Conakry - “Lunedì abbiamo fornito materiale medico per curare i feriti in diverse strutture sanitarie a Conakry. Quando sono iniziate le violenze tra i manifestanti e le forze militari abbiamo concentrato la nostra azione nelle due strutture sanitarie più vicine agli scontri.

Abbiamo fornito kit medici e risorse umane per gestire tutti i feriti che giungevano nella struttura. Lunedì abbiamo ricevuto circa 300 feriti giunti al pronto soccorso dell’ospedale principale di Donka e ne abbiamo ricevuto 15 nei centri di salute più piccoli.
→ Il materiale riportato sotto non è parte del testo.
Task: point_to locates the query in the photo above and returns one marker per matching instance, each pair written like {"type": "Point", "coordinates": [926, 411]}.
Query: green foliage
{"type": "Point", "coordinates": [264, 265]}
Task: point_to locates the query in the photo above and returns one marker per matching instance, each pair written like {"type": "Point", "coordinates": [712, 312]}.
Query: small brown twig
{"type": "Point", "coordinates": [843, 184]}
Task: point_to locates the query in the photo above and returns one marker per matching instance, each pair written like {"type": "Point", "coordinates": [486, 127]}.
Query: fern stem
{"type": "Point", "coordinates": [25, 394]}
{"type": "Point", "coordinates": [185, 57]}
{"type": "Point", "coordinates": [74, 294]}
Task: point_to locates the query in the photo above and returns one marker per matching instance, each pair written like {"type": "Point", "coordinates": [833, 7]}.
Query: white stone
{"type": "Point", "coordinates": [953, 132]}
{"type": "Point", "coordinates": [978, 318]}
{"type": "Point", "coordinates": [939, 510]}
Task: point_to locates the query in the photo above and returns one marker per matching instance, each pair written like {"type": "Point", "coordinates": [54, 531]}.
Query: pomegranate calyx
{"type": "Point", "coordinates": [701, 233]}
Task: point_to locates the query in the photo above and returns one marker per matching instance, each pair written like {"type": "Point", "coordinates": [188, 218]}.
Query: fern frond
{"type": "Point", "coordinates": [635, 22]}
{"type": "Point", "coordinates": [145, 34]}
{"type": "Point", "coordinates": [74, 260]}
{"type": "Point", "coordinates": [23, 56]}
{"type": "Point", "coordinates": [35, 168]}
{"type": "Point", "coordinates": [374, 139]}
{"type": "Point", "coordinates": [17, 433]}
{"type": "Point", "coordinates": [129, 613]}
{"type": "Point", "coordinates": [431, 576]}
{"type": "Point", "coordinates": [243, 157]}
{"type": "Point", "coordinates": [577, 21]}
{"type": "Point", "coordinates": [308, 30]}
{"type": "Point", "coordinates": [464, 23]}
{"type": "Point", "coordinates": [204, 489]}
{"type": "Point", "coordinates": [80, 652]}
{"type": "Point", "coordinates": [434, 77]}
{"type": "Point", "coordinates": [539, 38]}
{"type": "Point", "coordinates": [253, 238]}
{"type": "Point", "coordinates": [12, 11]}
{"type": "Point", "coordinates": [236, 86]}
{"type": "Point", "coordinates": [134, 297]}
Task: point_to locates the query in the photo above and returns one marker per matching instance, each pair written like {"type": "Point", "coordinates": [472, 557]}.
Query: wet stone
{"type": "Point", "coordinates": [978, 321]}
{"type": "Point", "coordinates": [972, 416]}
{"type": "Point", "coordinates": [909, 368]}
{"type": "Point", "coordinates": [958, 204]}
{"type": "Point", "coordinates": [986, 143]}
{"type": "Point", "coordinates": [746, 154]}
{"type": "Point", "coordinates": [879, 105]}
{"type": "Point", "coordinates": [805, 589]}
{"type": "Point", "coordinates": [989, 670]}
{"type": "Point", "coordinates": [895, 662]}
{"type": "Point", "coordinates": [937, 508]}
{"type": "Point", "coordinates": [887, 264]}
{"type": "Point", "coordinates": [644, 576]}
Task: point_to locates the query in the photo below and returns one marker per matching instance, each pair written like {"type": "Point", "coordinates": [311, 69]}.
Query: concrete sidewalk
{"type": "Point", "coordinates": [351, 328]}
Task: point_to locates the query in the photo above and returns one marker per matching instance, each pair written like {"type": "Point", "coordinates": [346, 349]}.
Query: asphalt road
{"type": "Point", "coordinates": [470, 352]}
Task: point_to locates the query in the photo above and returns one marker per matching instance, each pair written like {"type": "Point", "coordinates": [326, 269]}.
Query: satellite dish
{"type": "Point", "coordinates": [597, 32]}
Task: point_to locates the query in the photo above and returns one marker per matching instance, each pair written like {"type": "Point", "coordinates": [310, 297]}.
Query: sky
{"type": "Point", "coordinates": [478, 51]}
Al momento ci stiamo preparando per possibili ulteriori violenze. Siamo tutti scioccati dagli scontri a cui abbiamo assistito lunedì, non ci aspettavamo una simile carica di violenza. Quindi non sappiamo cosa accadrà in futuro, preferiamo essere pronti e fornire kit d’urgenza con materiale chirurgico e preparare il personale medico a rispondere in caso accadano altri episodi di violenza. Stiamo mandando due ambulanze in alcuni sobborghi per vedere se ci sono feriti che hanno bisogno di essere trasferiti nelle strutture mediche. Tutti sono sotto shock, non sappiamo cosa ci riserveranno i prossimi giorni”.